Kulit lemon juga kaya nutrisi dari vitamin C, mineral dan serat. Selain itu kulit lemon juga mengandung D-limonene-nya yang memiliki sifat antioksidan. Berikut ini ragam manfaat kulit lemon yang sayang Anda lewatkan. 

1. Menangkal bakteri
Kulit lemon mengantongi beberapa efek, seperti efek antimikroba dan antijamur. Berbagai penelitian pun menemukan bahwa kulit buah ini dapat memperlambat pertumbuhan bakteri yang resisten terhadap antibiotik.

Sebuah studi  juga mengungkapkan bahwa ekstrak kulit lemon dapat memerangi jamur penyebab infeksi kulit yang resisten terhadap obat. Walau temuan di atas sangat mengagumkan, riset yang lebih mendalam masih diperlukan.

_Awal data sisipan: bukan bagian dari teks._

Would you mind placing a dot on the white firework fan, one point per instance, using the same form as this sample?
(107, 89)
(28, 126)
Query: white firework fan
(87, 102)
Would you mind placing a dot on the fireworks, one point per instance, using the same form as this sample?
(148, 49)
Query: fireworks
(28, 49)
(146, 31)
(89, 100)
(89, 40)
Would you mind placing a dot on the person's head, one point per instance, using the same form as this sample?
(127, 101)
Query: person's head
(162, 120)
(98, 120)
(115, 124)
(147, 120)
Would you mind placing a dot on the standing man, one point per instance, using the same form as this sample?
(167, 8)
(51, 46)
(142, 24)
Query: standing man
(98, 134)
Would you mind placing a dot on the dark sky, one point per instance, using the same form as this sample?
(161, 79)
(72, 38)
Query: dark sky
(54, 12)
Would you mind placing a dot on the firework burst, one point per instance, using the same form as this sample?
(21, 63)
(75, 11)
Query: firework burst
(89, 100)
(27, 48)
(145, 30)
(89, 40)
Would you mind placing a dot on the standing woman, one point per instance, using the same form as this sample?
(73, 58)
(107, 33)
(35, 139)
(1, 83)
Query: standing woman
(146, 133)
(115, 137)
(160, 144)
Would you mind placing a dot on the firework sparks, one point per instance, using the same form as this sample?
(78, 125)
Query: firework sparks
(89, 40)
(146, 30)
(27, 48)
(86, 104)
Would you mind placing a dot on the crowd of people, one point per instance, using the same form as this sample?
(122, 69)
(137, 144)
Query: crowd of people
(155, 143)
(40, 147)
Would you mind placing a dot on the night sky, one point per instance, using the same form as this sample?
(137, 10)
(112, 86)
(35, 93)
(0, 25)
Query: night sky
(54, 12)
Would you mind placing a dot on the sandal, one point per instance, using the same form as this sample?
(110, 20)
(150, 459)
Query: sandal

2. Memelihara kesehatan mulut
Kulit lemon mengandung senyawa antibakteri, sehingga dapat menghambat pertumbuhan mikroba tersebut. Dengan kandungan ini, kulit lemon memiliki potensi menjaga kesehatan mulut dari infeksi bakteri, seperti infeksi pada gusi dan gigi berlubang.

3. Melawan radikal bebas
Kulit lemon tinggi dengan kandungan antioksidan, seperti vitamin C dan D-limonene. Molekul antioksidan sangat penting untuk kesehatan, karena efeknya untuk melawan radikal bebas. Radikal bebas sendiri merupakan atom berbahaya karena dapat memicu kerusakan sel dan menyebabkan penyakit.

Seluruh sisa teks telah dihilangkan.